As the majority union, representing 72% of employees represented in the coal wage negotiations, the NUM must agree to the latest offer from the mining companies – Anglo American Coal, Delmas, Exxaro, Kangra, Koornfontein, Msobo and Glencore – represented by the COM, if the coal sector strike is to come to an end.
It would also make the new offer applicable to all 17 000 coal employees represented in the talks, irrespective of whether they belong to the NUM or not. UASA and Solidarity have already accepted an offer tabled last month, but COM spokesperson Memory Johnstone says that deal is subject to change depending on how negotiations with the NUM pan out.
“Whatever agreement is eventually made will have apply to the whole sector. That is the whole point of centralised collective bargaining,” she says.
NUM workers’ demands have been asking for an increase in wages of R1 000 for the lowest paid coal sector workers, and 14% for miners, artisans and officials.
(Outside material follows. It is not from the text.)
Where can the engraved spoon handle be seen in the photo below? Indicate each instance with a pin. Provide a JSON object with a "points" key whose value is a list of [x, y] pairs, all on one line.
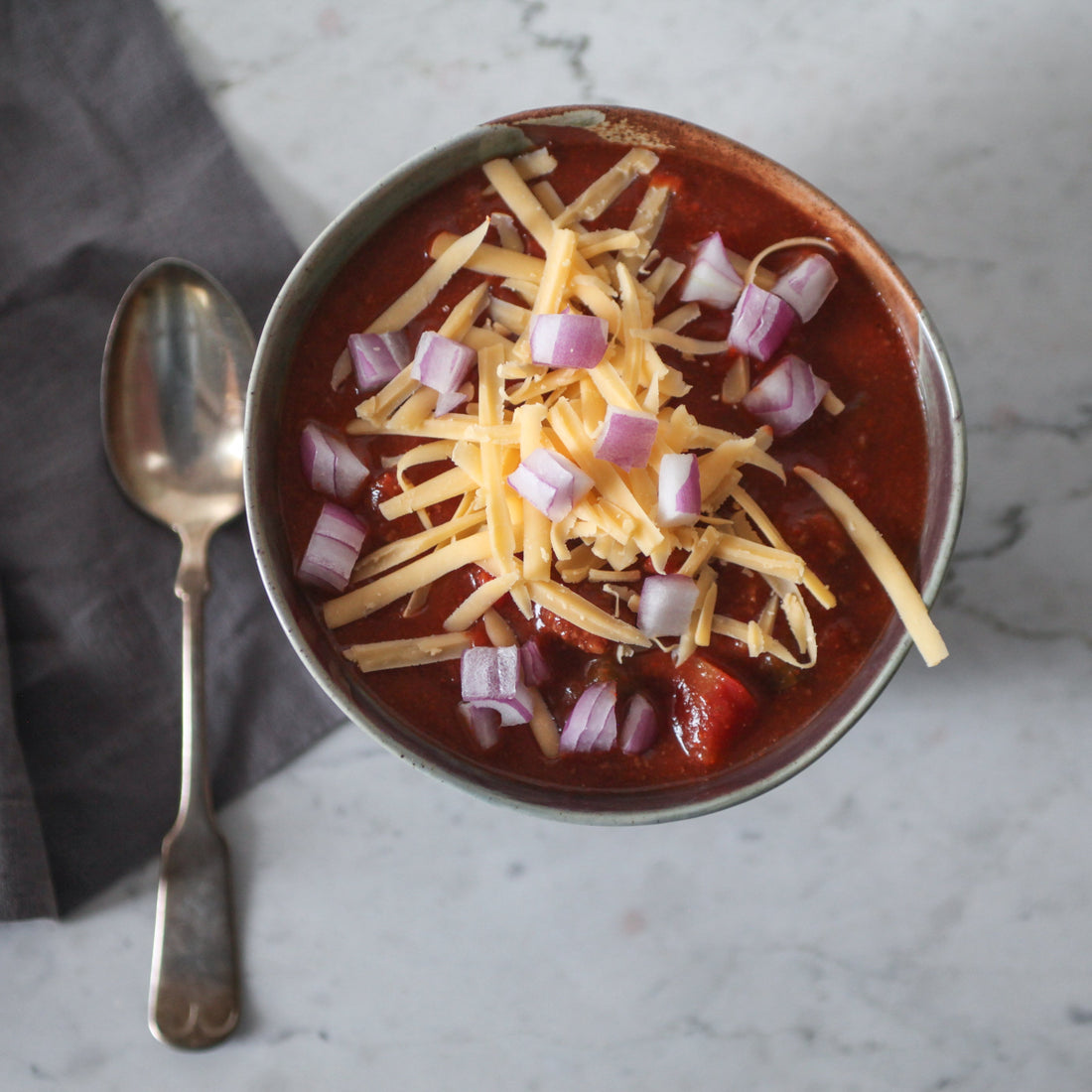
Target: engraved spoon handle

And, while producers have said this was simply not affordable, they made some concessions and on Friday tabled a revised offer.
The two-year deal, effective from July 1, would see the lowest earning employees receive increases, “staggered over a period of time”, of between R750 and R1 000 per month in year one and guaranteed increases of 7.5% in year two.
Meanwhile miners, official and artisans would receive increases of between 5% and 7.5% in both years.
Increases to the living out allowance and housing allowance would vary from company-to-company.
Johnstone said there was currently no update as to whether the NUM had accepted the latest offer.